The Week - presidential candidates; Hillary Clinton's family background; other political news
National Review, August 30, 1999
A panel of professors evaluated how well Al Gore and George W. Bush deliver the Spanish sentences they stir into their stump speeches. They concluded that Bush had a good accent, but bad grammar. Isn't that how he talks conservative?
Hillary Clinton has a Jewish family connection (her grandmother's second husband, according to the Forward, was Jewish), and a black link as well. Ebony magazine revealed that her great-great-grandfather, Hemings Rodham, was one-eighth black. Like many people of not much color who escaped or were manumitted in the antebellum period, he came to the Midwest and joined the white community. Harvard professor Henry Louis ("Skip") Gates Jr. said that the connection shows that racial issues "are as multifaceted now as they were then." "Her genes riff, like her husband's politics," added critic Stanley Crouch. Psychiatrist Alvin F. Poussaint, noting Mrs. Clinton's history of spousal abuse, said "the burdens of broken families, associated with slavery and 'blackness,' affect white America too." Ebony denied that Mrs. Clinton's senatorial campaign gave them any help with the story, although filmmaker Spike Lee was reportedly in discussions with the campaign about doing an ad.

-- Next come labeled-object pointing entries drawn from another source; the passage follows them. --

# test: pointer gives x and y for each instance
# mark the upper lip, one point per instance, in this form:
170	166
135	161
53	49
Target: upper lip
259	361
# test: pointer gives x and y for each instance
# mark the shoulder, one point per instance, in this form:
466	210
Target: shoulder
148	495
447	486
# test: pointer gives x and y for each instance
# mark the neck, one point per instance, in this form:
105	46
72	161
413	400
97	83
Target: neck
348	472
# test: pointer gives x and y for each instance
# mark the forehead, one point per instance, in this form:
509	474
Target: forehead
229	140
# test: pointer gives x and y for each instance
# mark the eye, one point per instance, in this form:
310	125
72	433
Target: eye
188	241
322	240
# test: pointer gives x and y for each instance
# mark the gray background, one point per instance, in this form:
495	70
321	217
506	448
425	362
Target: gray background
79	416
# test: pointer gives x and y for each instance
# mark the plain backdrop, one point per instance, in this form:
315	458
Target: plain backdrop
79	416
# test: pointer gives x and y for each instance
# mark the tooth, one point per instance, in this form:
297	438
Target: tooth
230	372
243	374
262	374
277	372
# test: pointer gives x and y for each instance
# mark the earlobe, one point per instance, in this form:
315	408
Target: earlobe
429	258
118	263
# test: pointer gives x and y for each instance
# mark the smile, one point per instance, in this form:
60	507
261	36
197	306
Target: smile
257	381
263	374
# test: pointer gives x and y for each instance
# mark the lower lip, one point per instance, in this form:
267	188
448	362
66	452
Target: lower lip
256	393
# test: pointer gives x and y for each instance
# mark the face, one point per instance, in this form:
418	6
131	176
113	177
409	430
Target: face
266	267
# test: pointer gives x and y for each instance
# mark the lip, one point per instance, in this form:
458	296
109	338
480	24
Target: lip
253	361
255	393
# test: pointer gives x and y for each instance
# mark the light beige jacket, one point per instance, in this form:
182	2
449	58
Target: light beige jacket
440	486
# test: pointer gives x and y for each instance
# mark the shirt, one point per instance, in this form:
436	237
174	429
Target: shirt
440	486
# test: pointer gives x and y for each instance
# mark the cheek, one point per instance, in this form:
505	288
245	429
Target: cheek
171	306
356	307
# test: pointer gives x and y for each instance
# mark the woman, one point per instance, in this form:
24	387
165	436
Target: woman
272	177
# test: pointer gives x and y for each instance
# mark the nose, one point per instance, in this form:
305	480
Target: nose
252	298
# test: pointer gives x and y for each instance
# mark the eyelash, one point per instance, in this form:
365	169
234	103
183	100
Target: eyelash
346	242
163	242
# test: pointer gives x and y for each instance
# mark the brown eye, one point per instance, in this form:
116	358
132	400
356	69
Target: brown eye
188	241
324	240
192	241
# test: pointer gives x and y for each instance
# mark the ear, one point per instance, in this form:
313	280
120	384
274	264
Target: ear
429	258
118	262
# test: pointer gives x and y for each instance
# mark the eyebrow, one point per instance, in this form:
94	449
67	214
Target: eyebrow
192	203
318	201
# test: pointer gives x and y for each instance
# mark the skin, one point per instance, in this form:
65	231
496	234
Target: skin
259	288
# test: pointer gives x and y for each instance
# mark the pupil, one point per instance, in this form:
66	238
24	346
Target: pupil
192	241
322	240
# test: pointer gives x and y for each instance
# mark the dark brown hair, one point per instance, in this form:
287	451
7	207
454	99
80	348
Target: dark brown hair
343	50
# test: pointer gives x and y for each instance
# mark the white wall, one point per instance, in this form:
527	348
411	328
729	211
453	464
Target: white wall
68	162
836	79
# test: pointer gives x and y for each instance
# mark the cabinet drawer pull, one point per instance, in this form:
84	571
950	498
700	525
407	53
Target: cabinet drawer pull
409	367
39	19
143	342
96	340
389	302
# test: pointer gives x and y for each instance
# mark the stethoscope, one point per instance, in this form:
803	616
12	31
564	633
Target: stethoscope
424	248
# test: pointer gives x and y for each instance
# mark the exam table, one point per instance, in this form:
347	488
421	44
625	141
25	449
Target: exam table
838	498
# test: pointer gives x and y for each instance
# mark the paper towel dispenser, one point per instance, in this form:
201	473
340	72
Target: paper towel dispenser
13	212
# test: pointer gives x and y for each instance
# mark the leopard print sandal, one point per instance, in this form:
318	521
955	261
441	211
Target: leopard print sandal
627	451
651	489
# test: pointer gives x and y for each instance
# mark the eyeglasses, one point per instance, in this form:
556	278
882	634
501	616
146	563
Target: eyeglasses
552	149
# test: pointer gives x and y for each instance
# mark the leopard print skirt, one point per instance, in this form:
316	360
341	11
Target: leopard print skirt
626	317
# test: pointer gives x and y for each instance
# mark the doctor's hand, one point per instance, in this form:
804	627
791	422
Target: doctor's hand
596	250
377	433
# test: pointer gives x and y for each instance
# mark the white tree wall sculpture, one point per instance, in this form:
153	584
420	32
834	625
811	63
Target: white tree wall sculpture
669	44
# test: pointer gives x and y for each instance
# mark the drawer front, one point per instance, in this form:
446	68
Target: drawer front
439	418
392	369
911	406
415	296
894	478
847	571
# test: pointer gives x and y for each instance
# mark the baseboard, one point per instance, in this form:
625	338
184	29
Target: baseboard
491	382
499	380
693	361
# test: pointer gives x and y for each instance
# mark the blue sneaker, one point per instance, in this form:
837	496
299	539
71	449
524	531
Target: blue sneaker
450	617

According to recent reports, George W. Bush does a mean impression of Dr. Evil, the campy villain from the Austin Powers movies. Now it turns out that Bush can do a (not so) nice Karla Faye Tucker, too. Last year, Texas executed Tucker, a double murderer who became a Christian on death row and whose pleas for clemency gained national attention. Bush apparently hasn't yet forgiven her for the resulting bad PR. In discussing the case with reporter Tucker Carlson for Talk magazine, Bush mimics the late Karla Faye begging for mercy: "'Please,' Bush whimpers, his lips pursed in mock desperation, 'don't kill me.'" Bush makes much of his own religious conversion, but apparently Christian mercy doesn't keep him from holding a grudge against a woman whose death warrant he signed. More of this, and people may stop believing Bush's impression of a compassionate conservative.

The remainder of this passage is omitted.